Ne kadar yapabilirim bilmiyorum, işin sonunda sıcaklara yenilip klima altında kanepede pinekleme de olabilir tabii ama niyetlendim yine de . Neye mi ? Kendime yaz güncesi tutmaya. Bu da güncemin ilk sayfası olsun. Deniz kokusunu sevenler de buraya buyursun. Valide Sultan Gemisi
Rehber eşliğinde , çay-simit ikramlı, ücretsiz ve yaklaşık 1.5 saat süren mini bir boğaz turu keyfine niyetlendim. Farklı etkinlikler de var ama onun için takip etmek lazım. Belli bir kotada yolculuk yapıyor gemi, bu yüzden balık istifi olmuyorsunuz.

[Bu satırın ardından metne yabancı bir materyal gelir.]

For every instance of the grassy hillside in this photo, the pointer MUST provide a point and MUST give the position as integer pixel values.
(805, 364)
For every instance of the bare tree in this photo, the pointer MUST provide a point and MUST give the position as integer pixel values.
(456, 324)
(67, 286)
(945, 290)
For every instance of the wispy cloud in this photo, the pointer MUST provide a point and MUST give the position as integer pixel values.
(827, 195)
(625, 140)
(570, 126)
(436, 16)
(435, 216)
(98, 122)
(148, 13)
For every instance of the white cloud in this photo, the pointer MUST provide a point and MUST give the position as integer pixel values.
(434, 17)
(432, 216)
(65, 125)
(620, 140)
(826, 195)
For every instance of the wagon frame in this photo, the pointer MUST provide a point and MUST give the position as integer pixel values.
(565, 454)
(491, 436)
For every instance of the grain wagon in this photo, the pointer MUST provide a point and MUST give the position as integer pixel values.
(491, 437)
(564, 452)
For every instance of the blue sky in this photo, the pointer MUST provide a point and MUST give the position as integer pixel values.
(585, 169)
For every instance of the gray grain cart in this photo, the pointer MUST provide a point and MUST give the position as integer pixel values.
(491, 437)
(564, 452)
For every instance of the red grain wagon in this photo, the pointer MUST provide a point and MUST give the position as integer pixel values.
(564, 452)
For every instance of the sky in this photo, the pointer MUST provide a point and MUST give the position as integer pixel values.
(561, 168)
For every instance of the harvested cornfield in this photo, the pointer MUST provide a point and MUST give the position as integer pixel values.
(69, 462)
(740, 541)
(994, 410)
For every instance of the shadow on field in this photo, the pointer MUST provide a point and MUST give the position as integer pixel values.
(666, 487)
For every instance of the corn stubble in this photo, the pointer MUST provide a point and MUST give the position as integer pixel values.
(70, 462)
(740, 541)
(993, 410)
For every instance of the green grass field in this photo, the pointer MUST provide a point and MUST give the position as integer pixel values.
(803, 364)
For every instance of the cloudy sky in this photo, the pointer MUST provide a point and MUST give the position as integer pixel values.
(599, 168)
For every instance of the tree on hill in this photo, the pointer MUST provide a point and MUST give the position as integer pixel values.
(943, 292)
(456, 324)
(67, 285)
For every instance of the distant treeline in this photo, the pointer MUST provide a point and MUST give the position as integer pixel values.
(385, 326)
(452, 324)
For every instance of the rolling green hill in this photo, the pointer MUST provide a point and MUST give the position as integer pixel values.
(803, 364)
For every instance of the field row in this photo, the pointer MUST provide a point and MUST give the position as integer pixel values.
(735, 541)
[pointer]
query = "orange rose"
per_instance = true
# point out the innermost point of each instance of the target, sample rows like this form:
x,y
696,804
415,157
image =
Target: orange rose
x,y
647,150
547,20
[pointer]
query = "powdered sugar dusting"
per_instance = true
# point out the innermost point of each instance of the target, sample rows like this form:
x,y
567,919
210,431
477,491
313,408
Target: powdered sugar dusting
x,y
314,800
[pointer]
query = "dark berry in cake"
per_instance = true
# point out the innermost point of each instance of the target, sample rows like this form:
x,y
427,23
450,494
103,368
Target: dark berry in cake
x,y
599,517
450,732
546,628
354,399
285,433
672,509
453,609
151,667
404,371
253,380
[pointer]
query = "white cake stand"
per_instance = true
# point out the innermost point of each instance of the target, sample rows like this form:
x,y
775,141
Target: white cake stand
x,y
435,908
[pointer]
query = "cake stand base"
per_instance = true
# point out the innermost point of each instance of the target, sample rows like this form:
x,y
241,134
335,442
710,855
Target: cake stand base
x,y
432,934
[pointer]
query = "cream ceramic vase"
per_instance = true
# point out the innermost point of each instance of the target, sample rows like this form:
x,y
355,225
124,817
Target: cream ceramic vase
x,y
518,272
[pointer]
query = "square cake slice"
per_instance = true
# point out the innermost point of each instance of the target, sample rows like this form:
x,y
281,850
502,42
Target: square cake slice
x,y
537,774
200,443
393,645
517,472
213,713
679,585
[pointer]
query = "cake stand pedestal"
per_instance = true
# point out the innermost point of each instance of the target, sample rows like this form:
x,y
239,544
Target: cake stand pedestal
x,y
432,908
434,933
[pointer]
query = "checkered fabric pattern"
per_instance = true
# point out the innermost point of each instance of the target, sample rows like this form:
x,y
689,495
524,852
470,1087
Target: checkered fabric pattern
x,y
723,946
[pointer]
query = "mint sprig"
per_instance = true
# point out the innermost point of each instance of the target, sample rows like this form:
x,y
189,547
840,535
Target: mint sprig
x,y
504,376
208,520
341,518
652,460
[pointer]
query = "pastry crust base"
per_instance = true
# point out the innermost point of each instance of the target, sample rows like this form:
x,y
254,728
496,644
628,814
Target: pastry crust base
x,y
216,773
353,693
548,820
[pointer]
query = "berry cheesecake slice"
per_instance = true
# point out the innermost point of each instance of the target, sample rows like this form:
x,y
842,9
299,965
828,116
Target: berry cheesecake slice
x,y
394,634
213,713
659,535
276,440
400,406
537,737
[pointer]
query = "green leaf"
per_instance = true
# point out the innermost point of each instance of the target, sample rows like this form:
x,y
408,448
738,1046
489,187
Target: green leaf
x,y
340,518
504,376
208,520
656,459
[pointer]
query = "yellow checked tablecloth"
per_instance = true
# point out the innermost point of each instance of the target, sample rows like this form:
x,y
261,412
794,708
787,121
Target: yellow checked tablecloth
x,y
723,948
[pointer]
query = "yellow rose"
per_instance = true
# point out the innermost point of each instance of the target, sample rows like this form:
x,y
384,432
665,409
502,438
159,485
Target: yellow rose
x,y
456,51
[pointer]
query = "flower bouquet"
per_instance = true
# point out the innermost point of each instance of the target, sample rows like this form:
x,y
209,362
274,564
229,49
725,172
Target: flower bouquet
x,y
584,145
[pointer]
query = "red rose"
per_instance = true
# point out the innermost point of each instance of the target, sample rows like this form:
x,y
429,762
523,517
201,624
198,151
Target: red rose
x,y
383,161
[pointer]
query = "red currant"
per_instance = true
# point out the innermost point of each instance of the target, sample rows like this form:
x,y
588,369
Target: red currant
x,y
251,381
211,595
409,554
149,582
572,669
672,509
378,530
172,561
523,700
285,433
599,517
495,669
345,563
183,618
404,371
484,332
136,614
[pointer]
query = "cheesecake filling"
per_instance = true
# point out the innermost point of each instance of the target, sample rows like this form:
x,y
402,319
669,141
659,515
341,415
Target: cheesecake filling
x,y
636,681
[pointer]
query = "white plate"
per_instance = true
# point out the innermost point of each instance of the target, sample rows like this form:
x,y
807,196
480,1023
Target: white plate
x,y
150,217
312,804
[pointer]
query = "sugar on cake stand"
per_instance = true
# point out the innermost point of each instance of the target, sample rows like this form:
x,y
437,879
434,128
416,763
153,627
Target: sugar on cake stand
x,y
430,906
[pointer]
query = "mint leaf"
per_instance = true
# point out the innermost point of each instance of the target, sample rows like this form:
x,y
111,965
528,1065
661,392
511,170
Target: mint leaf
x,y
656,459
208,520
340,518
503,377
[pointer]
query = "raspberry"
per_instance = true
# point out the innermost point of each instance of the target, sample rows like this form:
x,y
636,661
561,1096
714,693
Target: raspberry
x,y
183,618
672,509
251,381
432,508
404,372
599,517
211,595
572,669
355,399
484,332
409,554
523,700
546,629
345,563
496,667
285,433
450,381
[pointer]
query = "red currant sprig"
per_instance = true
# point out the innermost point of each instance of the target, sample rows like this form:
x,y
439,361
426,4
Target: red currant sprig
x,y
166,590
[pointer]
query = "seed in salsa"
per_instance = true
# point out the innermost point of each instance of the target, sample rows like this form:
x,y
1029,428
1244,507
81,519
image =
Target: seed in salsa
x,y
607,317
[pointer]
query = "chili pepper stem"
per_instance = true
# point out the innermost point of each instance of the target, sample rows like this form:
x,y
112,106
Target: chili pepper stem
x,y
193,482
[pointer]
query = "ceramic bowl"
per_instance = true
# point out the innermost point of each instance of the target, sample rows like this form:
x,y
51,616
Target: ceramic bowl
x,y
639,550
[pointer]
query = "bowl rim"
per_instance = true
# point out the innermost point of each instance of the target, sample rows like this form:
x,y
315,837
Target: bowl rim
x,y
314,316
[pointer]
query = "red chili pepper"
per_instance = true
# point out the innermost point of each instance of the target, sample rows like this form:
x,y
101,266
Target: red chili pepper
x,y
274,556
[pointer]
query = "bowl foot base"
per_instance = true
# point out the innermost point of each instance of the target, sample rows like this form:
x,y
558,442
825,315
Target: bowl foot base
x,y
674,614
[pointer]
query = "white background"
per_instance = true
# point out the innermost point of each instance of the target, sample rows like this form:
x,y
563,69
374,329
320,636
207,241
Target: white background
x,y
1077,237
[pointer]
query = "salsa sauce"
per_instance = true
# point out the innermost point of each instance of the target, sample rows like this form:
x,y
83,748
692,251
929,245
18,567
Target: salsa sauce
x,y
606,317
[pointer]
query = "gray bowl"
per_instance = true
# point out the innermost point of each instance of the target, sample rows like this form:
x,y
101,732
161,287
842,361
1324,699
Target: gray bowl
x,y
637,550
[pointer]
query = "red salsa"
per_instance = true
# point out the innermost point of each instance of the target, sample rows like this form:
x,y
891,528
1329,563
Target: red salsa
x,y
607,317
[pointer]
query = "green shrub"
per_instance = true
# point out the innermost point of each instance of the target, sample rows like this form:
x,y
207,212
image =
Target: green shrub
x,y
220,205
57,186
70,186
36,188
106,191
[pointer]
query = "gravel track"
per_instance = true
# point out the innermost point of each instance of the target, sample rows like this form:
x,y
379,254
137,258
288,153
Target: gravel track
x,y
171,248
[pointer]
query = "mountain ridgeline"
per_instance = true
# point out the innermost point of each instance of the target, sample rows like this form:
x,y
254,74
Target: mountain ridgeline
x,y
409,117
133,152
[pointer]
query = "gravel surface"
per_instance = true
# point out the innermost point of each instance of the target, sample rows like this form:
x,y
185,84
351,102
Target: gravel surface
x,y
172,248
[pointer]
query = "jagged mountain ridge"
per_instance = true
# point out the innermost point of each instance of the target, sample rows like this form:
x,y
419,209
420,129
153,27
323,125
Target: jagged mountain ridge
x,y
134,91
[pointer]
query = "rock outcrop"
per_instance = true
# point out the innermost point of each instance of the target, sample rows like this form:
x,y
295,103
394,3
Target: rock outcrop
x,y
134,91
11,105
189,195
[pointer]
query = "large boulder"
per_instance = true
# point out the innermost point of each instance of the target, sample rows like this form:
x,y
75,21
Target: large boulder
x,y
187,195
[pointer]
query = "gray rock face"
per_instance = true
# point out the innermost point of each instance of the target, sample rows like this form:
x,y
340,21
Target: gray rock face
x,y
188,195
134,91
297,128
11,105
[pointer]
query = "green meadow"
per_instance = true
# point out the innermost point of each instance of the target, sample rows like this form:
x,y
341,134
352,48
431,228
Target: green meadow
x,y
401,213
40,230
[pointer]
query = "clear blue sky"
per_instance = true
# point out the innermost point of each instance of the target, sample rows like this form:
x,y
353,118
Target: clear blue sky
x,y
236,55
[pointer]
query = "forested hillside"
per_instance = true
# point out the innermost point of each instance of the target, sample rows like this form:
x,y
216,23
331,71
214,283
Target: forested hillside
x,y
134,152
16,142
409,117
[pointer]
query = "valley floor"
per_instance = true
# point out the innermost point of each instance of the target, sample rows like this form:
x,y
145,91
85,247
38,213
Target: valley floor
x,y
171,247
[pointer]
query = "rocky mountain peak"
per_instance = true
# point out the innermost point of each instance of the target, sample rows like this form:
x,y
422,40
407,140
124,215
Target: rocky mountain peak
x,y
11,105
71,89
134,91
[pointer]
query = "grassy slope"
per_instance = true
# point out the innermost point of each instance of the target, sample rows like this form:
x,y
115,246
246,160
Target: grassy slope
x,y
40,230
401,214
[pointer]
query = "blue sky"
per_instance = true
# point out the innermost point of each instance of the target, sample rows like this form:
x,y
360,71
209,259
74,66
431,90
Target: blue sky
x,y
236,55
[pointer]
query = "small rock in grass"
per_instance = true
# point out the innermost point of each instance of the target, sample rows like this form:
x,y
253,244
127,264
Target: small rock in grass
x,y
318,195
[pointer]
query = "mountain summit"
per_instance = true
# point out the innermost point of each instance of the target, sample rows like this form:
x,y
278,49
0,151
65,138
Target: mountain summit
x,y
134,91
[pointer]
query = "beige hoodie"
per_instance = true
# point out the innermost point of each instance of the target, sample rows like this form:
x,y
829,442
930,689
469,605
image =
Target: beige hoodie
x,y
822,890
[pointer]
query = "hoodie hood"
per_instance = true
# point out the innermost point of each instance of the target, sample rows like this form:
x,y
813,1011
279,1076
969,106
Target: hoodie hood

Şimdi, deniz üstünde 1,5 saat ama ben daha fazla kaldım çünkü ben Eyüp Sultan iskelesinden yol aldım. Haliç hattı da yaklaşık bir saat kadar sürüyor, e bunun dönüşü de var , etti 2 saat, bir de turu ekledim üzerine. Doya doya denizin kokusunu çektim içime, rüzgar da çok güzel esti sağ olsun. Güneşin canımıza kastetme girişimi haliyle kesintiye uğradı :) karaya çıkınca da o kesintilerin intikamını aldı ama değdi mi, değdi tabii ki:)
Haliç hattının başka bir seyir zevki var elbet ama boğazın ferahlığı, kokusu ve gözü okşayan rengi ile mukayese edilemez. Eminönü iskelesine yaklaşmadan dümen Üsküdar'a kırılıyor ve anında iki suyun arasındaki muazzam fark ortaya çıkıyor. Deniz tüm duyularınıza hitap ediyor.
Üsküdar iskelesinin hemen karşısında Mihrimah Sultan camii var. Vapurdan inince kısa bir ziyaret yaptım. Sonra da Valide Sultan gemisine doğru yol aldım. İskeleden çıkınca solda kalıyor, küçük bir çocuk parkının önünde bekliyor yolcularını.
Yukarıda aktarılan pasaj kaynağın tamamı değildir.